Die Größe ist wichtig, aber kenne deine Grenzen
Spätestens jetzt dürftest du wissen, welche Reifenbreite du für dein Fahrrad brauchst. Allerdings könnte dein Gravelbike dir möglicherweise nicht genug Reifenfreiheit bieten. In der Regel verfügen neuere Modelle über eine ausreichende Breite von Rahmen (Kettenstreben, Sitzstreben und Sitzrohr) und Gabel. Doch vergewissere dich lieber vor dem Kauf, ob alles passt. Das gilt umso mehr für größere Größen wie 650b.
Das Gleiche gilt für die Felgenbreite. Montiert man sehr breite Reifen auf schmale Felgen, wird die Form des Reifens einer Glühbirne ähneln. Das hat zur Folge, dass man an Traktion und Kurvenstabilität einbüßt. Die Verwendung schmaler Reifen auf breiten Felgen führt hingegen zu einem Verlust an Stoßdämpfungskapazität. Das macht es wahrscheinlicher, dass Felge oder Reifenflanken beschädigt werden. Außerdem verliert man in den Kurven an Grip.
Zu guter Letzt gibt es noch zwei weitere wichtige Reifenmerkmale, die es zu beachten gilt: Pannensicherheit und TPI.
Als Faustregel gilt: mehr Gummi und weniger TPI = geringeres Pannenrisiko. Viele Reifen verfügen über eine zusätzliche Schutzschicht. Außerdem gibt es spezielle Schaumstoffeinlagen, die zwischen Felge und Reifen angebracht werden und den Reifen zwar schwerer machen, sich jedoch auf schwierigem Terrain als äußerst nützlich erweisen.

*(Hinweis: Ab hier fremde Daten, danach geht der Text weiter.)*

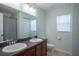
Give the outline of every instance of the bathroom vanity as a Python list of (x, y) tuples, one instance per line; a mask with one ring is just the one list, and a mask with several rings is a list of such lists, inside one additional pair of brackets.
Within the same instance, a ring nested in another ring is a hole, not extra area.
[(20, 56), (46, 56), (47, 55), (47, 46), (46, 41), (40, 42), (30, 49), (24, 51)]
[(5, 53), (2, 51), (3, 47), (0, 47), (0, 56), (47, 56), (47, 39), (43, 39), (40, 42), (31, 42), (31, 38), (19, 39), (16, 43), (25, 43), (27, 47), (23, 50)]

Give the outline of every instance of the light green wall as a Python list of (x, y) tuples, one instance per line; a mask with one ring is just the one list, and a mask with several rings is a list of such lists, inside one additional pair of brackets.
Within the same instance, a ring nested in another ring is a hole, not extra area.
[(72, 54), (79, 56), (79, 4), (73, 5)]
[(42, 9), (37, 9), (37, 36), (46, 38), (46, 13)]
[[(71, 14), (72, 21), (71, 5), (61, 8), (51, 8), (48, 11), (46, 15), (46, 36), (48, 42), (54, 44), (56, 49), (72, 53), (72, 30), (71, 32), (57, 32), (56, 17), (66, 14)], [(58, 40), (58, 37), (60, 37), (61, 40)]]

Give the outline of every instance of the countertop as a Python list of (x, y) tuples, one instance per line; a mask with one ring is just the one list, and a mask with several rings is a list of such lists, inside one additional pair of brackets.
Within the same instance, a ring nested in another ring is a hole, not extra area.
[[(29, 39), (30, 40), (30, 39)], [(36, 45), (39, 45), (40, 43), (46, 41), (46, 39), (44, 39), (43, 41), (41, 42), (30, 42), (29, 40), (25, 40), (25, 41), (20, 41), (20, 42), (17, 42), (17, 43), (25, 43), (27, 44), (27, 47), (21, 51), (18, 51), (18, 52), (13, 52), (13, 53), (5, 53), (5, 52), (2, 52), (2, 49), (3, 47), (0, 47), (0, 56), (18, 56), (19, 54), (25, 52), (26, 50), (29, 50), (33, 47), (35, 47)]]

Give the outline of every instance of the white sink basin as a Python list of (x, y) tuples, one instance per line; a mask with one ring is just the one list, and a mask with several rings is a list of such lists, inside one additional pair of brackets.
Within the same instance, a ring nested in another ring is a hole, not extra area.
[(33, 38), (30, 40), (30, 42), (41, 42), (43, 41), (42, 39), (39, 39), (39, 38)]
[(26, 47), (27, 45), (25, 43), (16, 43), (16, 44), (4, 47), (2, 51), (5, 53), (12, 53), (12, 52), (21, 51)]

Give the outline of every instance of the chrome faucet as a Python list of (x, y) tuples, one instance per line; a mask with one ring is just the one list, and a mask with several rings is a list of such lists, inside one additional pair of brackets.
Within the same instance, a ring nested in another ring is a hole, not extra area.
[(15, 41), (15, 40), (7, 40), (7, 43), (8, 43), (9, 45), (12, 45), (12, 44), (15, 44), (16, 41)]

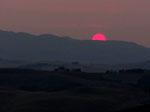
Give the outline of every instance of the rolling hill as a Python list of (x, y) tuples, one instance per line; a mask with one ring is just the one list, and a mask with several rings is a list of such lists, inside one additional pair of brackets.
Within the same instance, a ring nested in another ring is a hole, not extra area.
[(132, 42), (75, 40), (50, 34), (0, 31), (2, 58), (29, 61), (81, 61), (101, 64), (150, 60), (150, 49)]

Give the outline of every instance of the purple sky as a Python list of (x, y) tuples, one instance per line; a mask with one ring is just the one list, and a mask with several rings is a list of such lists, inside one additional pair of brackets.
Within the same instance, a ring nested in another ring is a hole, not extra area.
[(150, 0), (0, 0), (0, 29), (150, 46)]

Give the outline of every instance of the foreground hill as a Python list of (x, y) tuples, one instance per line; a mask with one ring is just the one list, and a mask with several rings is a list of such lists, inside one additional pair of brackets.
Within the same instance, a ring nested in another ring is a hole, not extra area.
[(150, 105), (139, 105), (134, 108), (120, 110), (117, 112), (149, 112), (150, 111)]
[(55, 35), (0, 31), (2, 58), (11, 60), (88, 61), (105, 64), (150, 60), (150, 49), (131, 42), (74, 40)]
[[(0, 69), (0, 111), (114, 112), (150, 103), (138, 84), (109, 78), (115, 74)], [(145, 74), (149, 72), (137, 73)], [(128, 79), (137, 80), (133, 75)]]

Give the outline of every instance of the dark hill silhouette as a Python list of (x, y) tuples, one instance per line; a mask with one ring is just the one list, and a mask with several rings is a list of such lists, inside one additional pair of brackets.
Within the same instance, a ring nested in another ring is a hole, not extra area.
[(124, 109), (116, 112), (149, 112), (149, 111), (150, 111), (150, 105), (140, 105), (135, 108)]
[(0, 31), (1, 57), (11, 60), (88, 61), (105, 64), (142, 62), (150, 49), (132, 42), (75, 40), (50, 34)]
[(143, 89), (110, 80), (113, 74), (0, 69), (0, 112), (126, 112), (150, 104)]

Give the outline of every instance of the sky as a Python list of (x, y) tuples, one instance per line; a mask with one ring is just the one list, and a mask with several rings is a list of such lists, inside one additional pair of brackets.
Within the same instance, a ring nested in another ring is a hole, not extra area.
[(0, 30), (150, 47), (150, 0), (0, 0)]

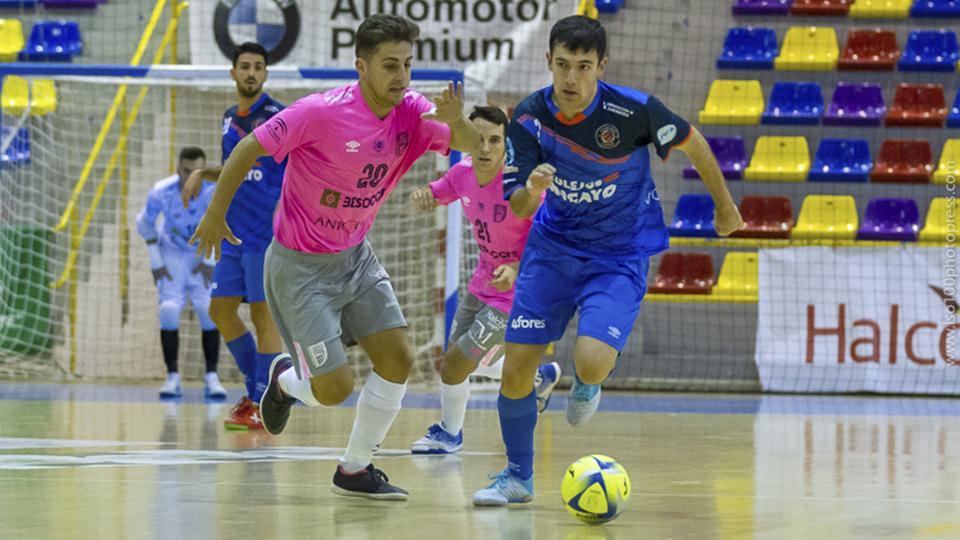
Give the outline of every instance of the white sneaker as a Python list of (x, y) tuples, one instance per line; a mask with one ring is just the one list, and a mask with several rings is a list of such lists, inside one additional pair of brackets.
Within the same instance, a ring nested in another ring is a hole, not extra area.
[(550, 394), (553, 393), (553, 387), (560, 382), (560, 364), (550, 362), (537, 369), (537, 376), (533, 384), (537, 391), (537, 412), (542, 413), (547, 410), (550, 404)]
[(573, 386), (567, 395), (567, 423), (579, 426), (593, 418), (600, 406), (600, 385), (587, 384), (574, 375)]
[(440, 424), (427, 428), (427, 434), (410, 445), (410, 452), (414, 454), (453, 454), (461, 449), (463, 430), (451, 435)]
[(217, 377), (216, 371), (211, 371), (203, 376), (205, 387), (203, 397), (208, 399), (227, 399), (227, 389), (220, 384), (220, 377)]
[(161, 398), (178, 398), (183, 396), (183, 387), (180, 386), (179, 373), (167, 373), (167, 382), (160, 387)]

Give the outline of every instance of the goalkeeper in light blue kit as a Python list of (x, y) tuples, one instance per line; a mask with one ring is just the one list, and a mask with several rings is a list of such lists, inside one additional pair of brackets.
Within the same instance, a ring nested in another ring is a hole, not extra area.
[(507, 129), (513, 160), (504, 198), (518, 217), (535, 217), (497, 401), (507, 467), (476, 492), (477, 506), (533, 499), (534, 375), (547, 344), (563, 336), (576, 312), (567, 421), (582, 424), (597, 410), (600, 383), (640, 312), (649, 259), (669, 246), (648, 148), (662, 160), (674, 149), (690, 158), (716, 203), (718, 234), (742, 223), (703, 136), (657, 98), (600, 80), (606, 50), (599, 22), (576, 15), (557, 21), (547, 53), (553, 84), (520, 102)]
[[(147, 204), (137, 215), (137, 232), (147, 243), (150, 271), (160, 300), (160, 344), (163, 361), (167, 365), (167, 380), (160, 388), (160, 397), (183, 395), (177, 354), (180, 348), (180, 312), (189, 296), (203, 331), (201, 342), (206, 361), (204, 395), (211, 399), (224, 399), (227, 391), (217, 377), (220, 333), (210, 319), (210, 283), (214, 262), (198, 258), (196, 249), (187, 242), (207, 210), (213, 195), (213, 184), (206, 183), (200, 195), (184, 208), (180, 197), (184, 182), (191, 172), (206, 165), (206, 156), (200, 148), (186, 147), (180, 151), (177, 163), (177, 174), (154, 184), (147, 195)], [(160, 216), (163, 216), (163, 225), (158, 228), (157, 219)]]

Zum Thema TPI: Ein hoher TPI-Wert bedeutet, dass die Karkasse mehr und feinere Fäden pro Zoll und weniger Gummi aufweist. Das spart Gewicht, verbessert die Flexibilität der Karkasse und macht sie schneller. Aber sie ist weniger pannensicher und nutzt sich schneller ab. Außerdem sind Modelle mit hohem TPI-Wert in der Regel teurer und daher nicht für Gelände zu empfehlen, die auf unserer Skala über Level 6 liegen.

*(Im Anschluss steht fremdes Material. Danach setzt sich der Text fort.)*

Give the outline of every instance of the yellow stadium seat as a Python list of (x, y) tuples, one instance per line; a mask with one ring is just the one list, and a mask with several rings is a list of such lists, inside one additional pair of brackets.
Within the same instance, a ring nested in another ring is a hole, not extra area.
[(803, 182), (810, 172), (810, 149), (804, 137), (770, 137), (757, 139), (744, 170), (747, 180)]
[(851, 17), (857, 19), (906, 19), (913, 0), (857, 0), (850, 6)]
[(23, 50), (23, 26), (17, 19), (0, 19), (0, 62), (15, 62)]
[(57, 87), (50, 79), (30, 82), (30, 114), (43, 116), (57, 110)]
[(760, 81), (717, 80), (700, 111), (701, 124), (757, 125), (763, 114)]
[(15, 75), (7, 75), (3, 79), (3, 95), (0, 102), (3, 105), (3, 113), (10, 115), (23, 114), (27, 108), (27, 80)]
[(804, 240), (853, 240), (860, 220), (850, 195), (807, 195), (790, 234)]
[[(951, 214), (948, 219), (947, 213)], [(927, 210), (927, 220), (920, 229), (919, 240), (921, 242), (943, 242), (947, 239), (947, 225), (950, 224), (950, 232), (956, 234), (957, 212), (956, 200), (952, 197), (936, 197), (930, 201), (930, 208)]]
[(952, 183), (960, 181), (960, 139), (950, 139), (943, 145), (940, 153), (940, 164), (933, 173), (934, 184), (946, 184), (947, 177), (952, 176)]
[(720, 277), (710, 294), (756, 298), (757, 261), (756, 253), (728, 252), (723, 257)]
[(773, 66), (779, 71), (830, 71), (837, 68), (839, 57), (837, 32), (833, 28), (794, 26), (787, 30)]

Ein niedriger TPI-Wert bedeutet weniger, dickere Fäden und mehr Gummi. Und das bedeutet weniger flexible, schwerere Reifen mit höherem Rollwiderstand. Dafür sind sie billiger und pannensicherer. Sie sind eine gute Wahl für schwieriges Gelände (ab Level 6), können aber in jedem Terrain eingesetzt werden. Die Vielseitigkeit hat jedoch ihre Vor- und Nachteile. Montiert man einen solchen Reifen auf sein Gravelbike, kann man fast überall fahren, doch sollte man nicht damit rechnen, dass man so schnell wird wie mit einem Slick-Reifen auf Asphalt oder aber die Traktion eines 2,4″-Reifens mit niedrigem Druck auf schlammigem Terrain erreicht.